# Arsitektur Model

    +--------------------------------------------------------------------------------------------------+
    |                                            Transformer Lite Model                                |
    +--------------------------------------------------------------------------------------------------+
    |                                                                                                  |
    | +---------------------+   +---------------------+    +---------------------+    +----------------+|
    | |  Input Embedding    |   |  Positional Encoding |    |  Encoder Layer 1    |    |  Decoder Layer 1|
    | |                     |   |                     |    |                     |    |                ||
    | | +----------------+  |   | +-----------------+ |    | +----------------+  |    | +-------------+ ||
    | | | Token Embedding |  |   | | Positional     | |    | | Self-Attention |  |    | | Masked      | ||
    | | |                |  |   | | Encoding       | |    | |                |  |    | | Self-        | ||
    | | |                |  |   | |                | |    | |                |  |    | | Attention   | ||
    | | +----------------+  |   | +-----------------+ |    | +----------------+  |    | +-------------+ ||
    | +---------------------+   +---------------------+    +---------------------+    +----------------+|
    |                                                                                                  |
    | +---------------------+   +---------------------+    +---------------------+    +----------------+|
    | |   Encoder Layer 2   |   |  Decoder Layer 2    |    |  Encoder Layer N    |    |  Decoder Layer N|
    | |                     |   |                     |    |                     |    |                ||
    | | +----------------+  |   | +-----------------+ |    | +----------------+  |    | +-------------+ ||
    | | | Self-Attention |  |   | | Masked          | |    | | Self-Attention |  |    | | Masked      | ||
    | | |                |  |   | | Self-Attention  | |    | |                |  |    | | Self-        | ||
    | | |                |  |   | |                | |    | |                |  |    | | Attention   | ||
    | | +----------------+  |   | +-----------------+ |    | +----------------+  |    | +-------------+ ||
    | +---------------------+   +---------------------+    +---------------------+    +----------------+|
    |                                                                                                  |
    | +---------------------+   +---------------------+    +---------------------+                      |
    | | Final Linear Layer  |   |   Output           |    |   Prediction        |                      |
    | |                     |   |                    |    |                     |                      |
    | | +----------------+  |   | +-----------------+ |    | +----------------+  |                      |
    | | | Linear Layer   |  |   | | Softmax         | |    | | Final Output   |  |                      |
    | | |                |  |   | |                | |    | |                |  |                      |
    | | +----------------+  |   | +-----------------+ |    | +----------------+  |                      |
    | +---------------------+   +---------------------+    +---------------------+                      |
    +--------------------------------------------------------------------------------------------------+


## Penjelasan

### Input Embedding
Token Embedding: Mengubah token dari teks input menjadi vektor numerik yang dapat diproses oleh jaringan saraf.

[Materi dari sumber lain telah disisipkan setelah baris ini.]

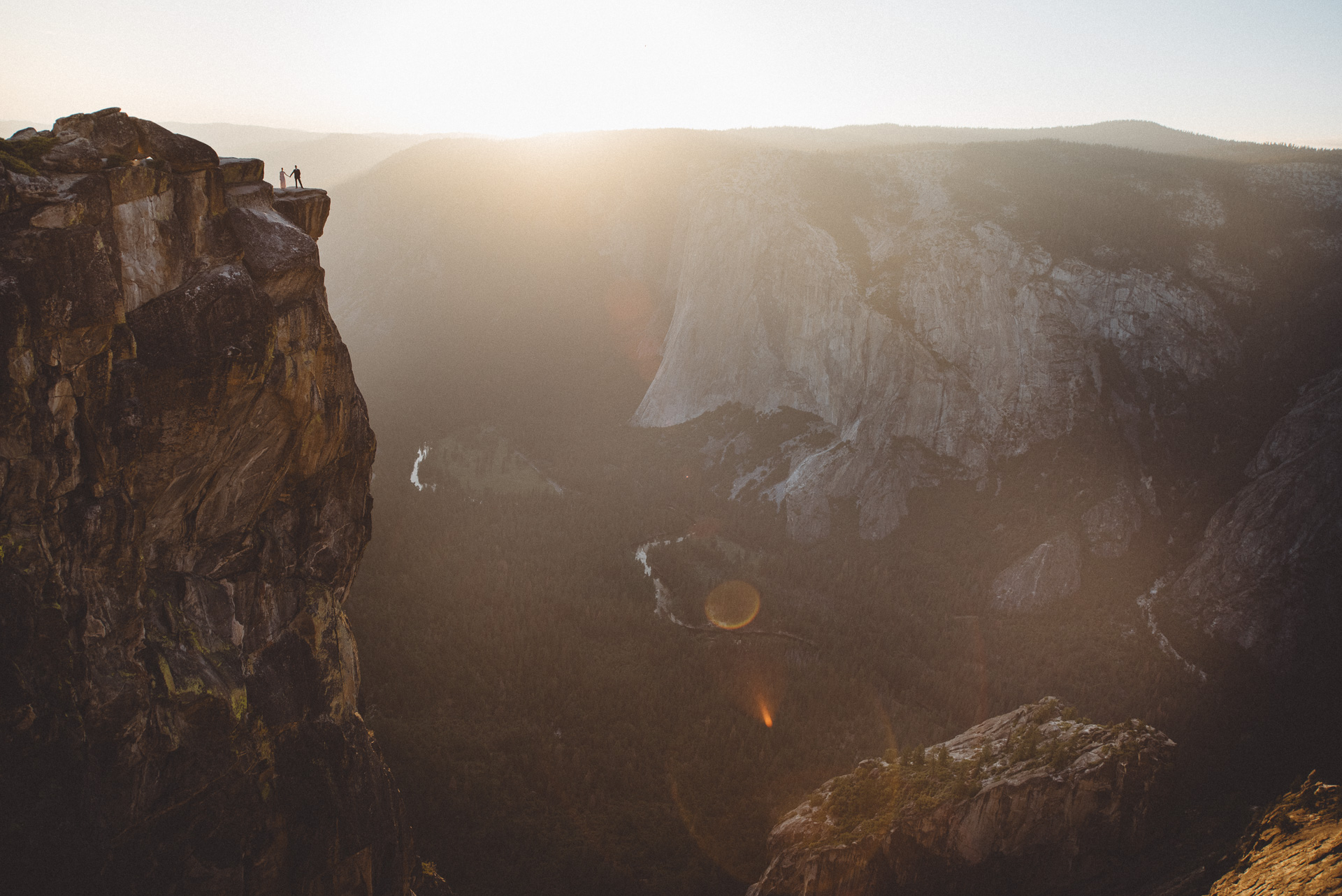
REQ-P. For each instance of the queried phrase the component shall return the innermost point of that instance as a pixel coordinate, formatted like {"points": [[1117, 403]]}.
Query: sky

Positional Encoding: Menambahkan informasi posisi ke setiap token embedding untuk menjaga urutan token dalam urutan input.

### Encoder

Self-Attention Mechanism: Mempelajari representasi token dengan mempertimbangkan semua token dalam urutan input untuk menangkap konteks global.

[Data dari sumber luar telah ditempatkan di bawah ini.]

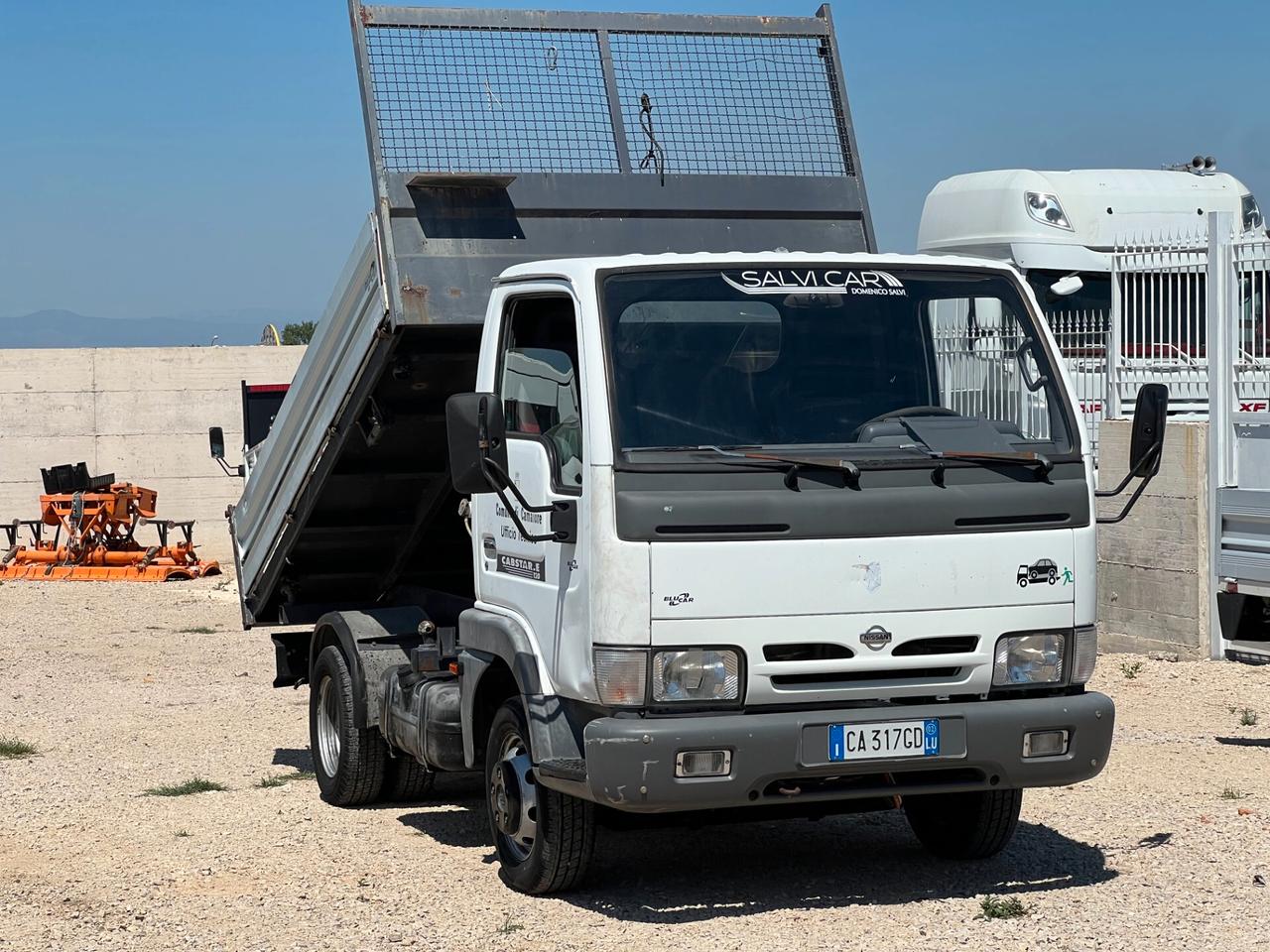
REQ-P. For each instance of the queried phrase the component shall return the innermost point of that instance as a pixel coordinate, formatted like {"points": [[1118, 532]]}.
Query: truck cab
{"points": [[649, 531], [1055, 223]]}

Feed-Forward Network: Lapisan feed-forward jaringan saraf untuk memproses representasi token lebih lanjut.

Layer Normalization dan Dropout: Membantu stabilisasi dan generalisasi model.

### Decoder

Masked Self-Attention Mechanism: Serupa dengan self-attention pada encoder, tetapi dengan masking untuk memastikan prediksi token hanya bergantung pada token sebelumnya dalam urutan.

Self-Attention Mechanism: Mengintegrasikan informasi dari urutan input dan urutan output yang dihasilkan sejauh ini.

Feed-Forward Network: Seperti pada encoder, digunakan untuk memproses representasi token lebih lanjut.

Layer Normalization dan Dropout: Sama seperti pada encoder, digunakan untuk stabilisasi dan generalisasi.

### Output

Final Linear Layer: Mengubah representasi token dari decoder menjadi distribusi probabilitas token output.

Softmax Layer: Menghasilkan prediksi probabilitas token output.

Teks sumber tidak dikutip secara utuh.